Sascha Adamek: Die Steuerflucht ist ein struktureller Skandal, der sich täglich wiederholt. Solche Themen haben es in den Medien immer schwerer als so eine Sommeraffäre wie Ulla Schmidts Dienstwagen. (...)

Die Steuerverwaltung ist leider Ländersache. Und viele Landesregierungen sehen es als Standortvorteil, reiche Bürger ungeschoren zu lassen. Uns sind interne Anweisungen zugespielt worden, dass die Finanzämter Firmen am besten nicht kontrollieren sollen.
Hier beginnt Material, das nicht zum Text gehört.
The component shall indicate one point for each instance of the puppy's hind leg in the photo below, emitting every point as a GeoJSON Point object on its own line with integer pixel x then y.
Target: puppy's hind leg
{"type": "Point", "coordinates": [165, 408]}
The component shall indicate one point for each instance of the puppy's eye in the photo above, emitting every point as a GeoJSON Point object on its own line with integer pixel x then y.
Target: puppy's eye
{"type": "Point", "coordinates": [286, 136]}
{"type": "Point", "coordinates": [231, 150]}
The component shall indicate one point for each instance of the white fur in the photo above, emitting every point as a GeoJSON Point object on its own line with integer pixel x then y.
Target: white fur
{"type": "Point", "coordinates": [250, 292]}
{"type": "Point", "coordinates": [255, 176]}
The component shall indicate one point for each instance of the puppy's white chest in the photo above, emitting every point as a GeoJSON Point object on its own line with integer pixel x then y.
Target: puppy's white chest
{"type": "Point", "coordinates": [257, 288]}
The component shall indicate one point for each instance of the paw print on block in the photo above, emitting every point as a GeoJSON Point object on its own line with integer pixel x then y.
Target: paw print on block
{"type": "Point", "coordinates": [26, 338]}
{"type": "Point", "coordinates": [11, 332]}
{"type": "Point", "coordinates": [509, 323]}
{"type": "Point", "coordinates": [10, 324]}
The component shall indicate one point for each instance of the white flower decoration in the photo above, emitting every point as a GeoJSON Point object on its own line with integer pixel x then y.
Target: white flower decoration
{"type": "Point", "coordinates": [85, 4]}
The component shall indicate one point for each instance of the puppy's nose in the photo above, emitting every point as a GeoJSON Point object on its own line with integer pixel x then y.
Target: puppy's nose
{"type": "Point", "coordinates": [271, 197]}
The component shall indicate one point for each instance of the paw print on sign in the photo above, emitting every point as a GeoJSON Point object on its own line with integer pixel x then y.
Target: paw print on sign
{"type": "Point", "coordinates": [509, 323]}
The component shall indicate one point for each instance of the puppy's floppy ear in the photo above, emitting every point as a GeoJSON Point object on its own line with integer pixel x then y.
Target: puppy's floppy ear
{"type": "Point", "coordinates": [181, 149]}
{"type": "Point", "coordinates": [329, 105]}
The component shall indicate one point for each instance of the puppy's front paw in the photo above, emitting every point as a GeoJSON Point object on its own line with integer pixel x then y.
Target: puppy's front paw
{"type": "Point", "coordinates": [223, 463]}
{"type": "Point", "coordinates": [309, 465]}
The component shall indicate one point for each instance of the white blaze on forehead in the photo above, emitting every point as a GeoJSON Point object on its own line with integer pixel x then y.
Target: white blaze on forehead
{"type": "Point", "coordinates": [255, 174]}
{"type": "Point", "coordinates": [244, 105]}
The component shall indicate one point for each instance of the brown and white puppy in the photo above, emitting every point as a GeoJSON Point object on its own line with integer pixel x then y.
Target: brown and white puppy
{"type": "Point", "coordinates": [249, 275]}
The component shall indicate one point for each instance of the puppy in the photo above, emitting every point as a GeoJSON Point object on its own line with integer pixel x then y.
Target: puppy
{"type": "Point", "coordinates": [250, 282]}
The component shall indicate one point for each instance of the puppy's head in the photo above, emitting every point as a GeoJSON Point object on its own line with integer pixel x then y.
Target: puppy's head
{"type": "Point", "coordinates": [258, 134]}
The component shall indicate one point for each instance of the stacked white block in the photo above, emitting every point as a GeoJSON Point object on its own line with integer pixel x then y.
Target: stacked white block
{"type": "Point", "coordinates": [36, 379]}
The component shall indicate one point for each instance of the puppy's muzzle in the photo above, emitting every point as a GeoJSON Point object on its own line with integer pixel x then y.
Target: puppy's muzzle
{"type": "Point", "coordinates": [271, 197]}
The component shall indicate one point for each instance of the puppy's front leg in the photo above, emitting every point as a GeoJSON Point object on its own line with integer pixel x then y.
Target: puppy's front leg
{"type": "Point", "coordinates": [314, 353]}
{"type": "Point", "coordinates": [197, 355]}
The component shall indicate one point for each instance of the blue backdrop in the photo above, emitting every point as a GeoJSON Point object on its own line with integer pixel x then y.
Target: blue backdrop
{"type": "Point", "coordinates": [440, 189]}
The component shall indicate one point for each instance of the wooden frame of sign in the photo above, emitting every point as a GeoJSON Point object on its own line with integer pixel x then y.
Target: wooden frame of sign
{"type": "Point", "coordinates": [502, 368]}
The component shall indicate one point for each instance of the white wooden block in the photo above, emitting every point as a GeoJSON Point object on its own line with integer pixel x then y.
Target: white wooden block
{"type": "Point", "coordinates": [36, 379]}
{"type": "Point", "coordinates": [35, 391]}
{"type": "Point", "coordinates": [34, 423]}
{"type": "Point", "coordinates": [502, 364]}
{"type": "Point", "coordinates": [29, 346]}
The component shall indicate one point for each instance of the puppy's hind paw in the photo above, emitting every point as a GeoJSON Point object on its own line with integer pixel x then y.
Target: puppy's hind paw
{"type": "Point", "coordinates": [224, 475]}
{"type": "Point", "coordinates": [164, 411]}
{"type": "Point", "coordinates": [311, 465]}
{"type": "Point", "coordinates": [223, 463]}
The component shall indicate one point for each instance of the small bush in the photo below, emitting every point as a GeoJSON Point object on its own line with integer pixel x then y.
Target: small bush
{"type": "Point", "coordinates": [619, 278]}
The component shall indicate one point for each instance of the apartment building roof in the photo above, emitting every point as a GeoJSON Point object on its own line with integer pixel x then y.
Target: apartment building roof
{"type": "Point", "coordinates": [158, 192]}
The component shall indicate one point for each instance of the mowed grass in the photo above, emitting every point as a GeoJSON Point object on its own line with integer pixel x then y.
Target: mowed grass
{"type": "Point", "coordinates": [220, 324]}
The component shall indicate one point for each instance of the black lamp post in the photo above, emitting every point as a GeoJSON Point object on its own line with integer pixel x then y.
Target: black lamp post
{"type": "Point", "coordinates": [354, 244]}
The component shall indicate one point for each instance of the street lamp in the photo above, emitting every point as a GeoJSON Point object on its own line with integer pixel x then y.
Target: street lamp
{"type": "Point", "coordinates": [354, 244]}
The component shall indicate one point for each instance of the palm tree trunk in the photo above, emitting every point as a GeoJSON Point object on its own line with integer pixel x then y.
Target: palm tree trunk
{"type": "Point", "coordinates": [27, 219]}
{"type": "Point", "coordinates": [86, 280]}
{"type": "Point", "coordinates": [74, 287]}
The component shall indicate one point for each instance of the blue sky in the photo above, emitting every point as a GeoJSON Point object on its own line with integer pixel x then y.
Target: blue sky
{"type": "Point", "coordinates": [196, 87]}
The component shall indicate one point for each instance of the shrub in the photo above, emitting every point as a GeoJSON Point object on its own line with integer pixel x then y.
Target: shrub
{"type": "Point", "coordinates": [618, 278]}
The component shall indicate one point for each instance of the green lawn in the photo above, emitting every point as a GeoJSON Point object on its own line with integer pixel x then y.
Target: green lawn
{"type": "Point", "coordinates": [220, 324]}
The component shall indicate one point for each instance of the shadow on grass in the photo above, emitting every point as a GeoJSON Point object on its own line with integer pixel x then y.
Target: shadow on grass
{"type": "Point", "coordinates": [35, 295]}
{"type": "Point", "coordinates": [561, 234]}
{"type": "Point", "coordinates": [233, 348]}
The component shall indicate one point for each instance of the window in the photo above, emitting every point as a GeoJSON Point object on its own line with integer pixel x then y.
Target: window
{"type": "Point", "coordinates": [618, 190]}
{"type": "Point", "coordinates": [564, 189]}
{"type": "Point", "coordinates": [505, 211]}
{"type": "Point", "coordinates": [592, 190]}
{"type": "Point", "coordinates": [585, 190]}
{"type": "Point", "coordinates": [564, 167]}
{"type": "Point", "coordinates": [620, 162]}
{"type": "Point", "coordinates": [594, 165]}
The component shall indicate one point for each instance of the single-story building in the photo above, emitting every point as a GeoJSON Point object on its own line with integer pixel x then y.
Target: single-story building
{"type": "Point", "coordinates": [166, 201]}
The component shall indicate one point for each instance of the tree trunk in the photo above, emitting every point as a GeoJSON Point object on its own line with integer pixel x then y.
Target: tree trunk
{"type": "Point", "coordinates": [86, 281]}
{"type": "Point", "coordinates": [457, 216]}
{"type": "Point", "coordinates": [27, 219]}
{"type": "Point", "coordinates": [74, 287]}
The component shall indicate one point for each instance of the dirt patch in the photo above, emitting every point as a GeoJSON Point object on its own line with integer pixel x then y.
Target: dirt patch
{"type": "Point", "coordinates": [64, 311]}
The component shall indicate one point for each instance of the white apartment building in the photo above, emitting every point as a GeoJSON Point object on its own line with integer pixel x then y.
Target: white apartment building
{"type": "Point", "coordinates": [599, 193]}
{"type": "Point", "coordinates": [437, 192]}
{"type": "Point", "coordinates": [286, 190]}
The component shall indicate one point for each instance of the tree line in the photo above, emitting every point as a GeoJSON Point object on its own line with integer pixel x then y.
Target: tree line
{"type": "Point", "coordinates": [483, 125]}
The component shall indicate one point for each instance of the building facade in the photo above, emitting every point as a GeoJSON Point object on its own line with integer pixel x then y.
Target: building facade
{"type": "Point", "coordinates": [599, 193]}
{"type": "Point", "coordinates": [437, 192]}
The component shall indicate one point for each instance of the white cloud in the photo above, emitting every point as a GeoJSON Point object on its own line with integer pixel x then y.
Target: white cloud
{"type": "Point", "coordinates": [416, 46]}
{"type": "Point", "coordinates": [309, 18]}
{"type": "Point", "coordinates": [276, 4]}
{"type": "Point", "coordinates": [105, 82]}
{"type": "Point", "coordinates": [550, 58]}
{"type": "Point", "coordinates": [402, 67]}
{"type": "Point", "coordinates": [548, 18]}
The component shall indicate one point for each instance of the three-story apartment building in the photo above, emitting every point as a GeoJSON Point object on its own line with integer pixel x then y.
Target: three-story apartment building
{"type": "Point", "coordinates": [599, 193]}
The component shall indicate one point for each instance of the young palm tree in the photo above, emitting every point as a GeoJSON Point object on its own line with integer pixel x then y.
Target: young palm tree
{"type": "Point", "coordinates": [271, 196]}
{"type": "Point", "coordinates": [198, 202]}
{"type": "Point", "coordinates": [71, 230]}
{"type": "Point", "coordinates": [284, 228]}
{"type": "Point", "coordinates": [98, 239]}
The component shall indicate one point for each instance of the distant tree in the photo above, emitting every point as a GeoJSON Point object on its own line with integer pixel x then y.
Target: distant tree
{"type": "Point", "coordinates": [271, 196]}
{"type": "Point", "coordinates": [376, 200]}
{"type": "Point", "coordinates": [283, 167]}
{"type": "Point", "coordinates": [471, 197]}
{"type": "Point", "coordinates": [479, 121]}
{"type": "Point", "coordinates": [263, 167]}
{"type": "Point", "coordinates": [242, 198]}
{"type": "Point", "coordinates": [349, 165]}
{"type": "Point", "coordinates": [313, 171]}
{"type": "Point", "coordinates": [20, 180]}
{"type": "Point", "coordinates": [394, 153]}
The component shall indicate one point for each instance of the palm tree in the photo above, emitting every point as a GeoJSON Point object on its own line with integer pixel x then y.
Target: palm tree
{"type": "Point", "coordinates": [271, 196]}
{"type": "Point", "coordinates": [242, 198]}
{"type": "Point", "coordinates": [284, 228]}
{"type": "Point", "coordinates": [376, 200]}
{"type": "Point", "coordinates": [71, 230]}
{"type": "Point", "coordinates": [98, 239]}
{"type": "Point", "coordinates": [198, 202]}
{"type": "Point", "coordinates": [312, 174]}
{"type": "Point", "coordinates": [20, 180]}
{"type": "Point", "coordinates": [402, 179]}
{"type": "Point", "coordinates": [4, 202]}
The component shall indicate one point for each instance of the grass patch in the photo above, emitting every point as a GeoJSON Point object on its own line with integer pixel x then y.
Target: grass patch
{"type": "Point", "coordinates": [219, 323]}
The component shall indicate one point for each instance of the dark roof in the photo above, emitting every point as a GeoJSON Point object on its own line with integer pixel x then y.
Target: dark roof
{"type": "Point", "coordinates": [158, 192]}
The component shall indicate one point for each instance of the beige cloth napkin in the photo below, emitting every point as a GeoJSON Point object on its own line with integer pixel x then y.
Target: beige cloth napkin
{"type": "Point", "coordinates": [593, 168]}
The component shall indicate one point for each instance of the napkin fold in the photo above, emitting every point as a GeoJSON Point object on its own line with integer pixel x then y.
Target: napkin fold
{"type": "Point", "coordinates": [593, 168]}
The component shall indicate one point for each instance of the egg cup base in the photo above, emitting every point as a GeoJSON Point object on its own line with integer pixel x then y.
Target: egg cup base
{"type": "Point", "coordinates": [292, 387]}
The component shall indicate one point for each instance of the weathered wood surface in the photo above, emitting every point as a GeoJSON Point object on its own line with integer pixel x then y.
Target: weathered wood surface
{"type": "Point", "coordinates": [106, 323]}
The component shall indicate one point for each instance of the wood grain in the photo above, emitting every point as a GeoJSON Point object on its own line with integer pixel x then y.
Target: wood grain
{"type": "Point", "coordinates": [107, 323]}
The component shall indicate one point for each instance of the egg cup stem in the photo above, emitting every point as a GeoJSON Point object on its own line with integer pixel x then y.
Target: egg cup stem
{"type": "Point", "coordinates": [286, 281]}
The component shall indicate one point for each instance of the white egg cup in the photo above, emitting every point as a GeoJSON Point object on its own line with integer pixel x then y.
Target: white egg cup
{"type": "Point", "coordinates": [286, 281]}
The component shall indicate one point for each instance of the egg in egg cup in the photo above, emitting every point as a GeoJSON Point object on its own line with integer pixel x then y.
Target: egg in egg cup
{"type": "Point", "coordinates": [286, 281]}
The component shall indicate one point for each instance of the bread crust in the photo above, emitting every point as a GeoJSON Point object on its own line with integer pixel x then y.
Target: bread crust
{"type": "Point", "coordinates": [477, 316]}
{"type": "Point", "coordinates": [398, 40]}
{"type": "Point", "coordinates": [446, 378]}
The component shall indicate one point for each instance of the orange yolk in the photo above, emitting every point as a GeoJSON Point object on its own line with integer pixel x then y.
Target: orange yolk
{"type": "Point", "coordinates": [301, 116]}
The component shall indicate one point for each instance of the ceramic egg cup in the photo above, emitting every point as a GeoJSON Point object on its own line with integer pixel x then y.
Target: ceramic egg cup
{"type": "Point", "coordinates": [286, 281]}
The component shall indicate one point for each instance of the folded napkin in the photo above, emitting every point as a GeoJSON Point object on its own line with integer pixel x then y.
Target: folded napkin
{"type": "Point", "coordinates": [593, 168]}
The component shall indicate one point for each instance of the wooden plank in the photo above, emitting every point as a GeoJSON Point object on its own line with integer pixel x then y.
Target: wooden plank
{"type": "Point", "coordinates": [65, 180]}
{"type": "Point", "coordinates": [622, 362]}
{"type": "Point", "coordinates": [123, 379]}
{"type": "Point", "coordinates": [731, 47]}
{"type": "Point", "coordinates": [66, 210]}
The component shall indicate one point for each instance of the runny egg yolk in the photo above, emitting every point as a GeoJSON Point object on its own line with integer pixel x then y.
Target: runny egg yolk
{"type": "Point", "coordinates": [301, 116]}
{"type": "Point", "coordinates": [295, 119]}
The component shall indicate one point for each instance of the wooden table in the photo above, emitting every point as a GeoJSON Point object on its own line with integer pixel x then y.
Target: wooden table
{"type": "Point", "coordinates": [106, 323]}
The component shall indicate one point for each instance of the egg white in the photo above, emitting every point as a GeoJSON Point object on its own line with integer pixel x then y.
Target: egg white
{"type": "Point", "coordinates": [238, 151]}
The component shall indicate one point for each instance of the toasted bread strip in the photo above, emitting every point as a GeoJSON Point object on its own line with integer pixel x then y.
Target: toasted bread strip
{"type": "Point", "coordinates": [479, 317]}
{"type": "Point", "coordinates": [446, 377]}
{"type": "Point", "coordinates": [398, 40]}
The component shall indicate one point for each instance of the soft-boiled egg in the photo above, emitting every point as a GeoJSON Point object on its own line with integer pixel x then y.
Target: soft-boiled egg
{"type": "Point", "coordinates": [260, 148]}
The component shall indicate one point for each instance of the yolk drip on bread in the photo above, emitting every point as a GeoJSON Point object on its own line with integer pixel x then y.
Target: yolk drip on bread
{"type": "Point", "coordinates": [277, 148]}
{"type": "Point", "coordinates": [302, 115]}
Die Länder konkurrieren untereinander, wer die Millionäre und Unternehmen am schonendsten behandelt. (...)

Momentan fehlen [den Finanzämtern] 3.000 Betriebsprüfer und 1.000 Steuerfahnder. Dabei würde jeder Prüfer im Jahr etwa 1,5 Millionen Euro bringen. Die Finanzämter sind so überlastet, dass sie immer wieder "Durchwinkwochen" einlegen müssen. Von der Amtsleitung heißt es dann: "Jetzt setzt euch mal die Sonnenbrille auf!" Das heißt, dass dann die Steuererklärungen ungeprüft abgesegnet werden. Davon profitieren dann vor allem wieder die Vermögenden und Selbständigen, denn bei den Arbeitnehmern wird die Lohnsteuer ja schon vorab vom Arbeitgeber abgezogen.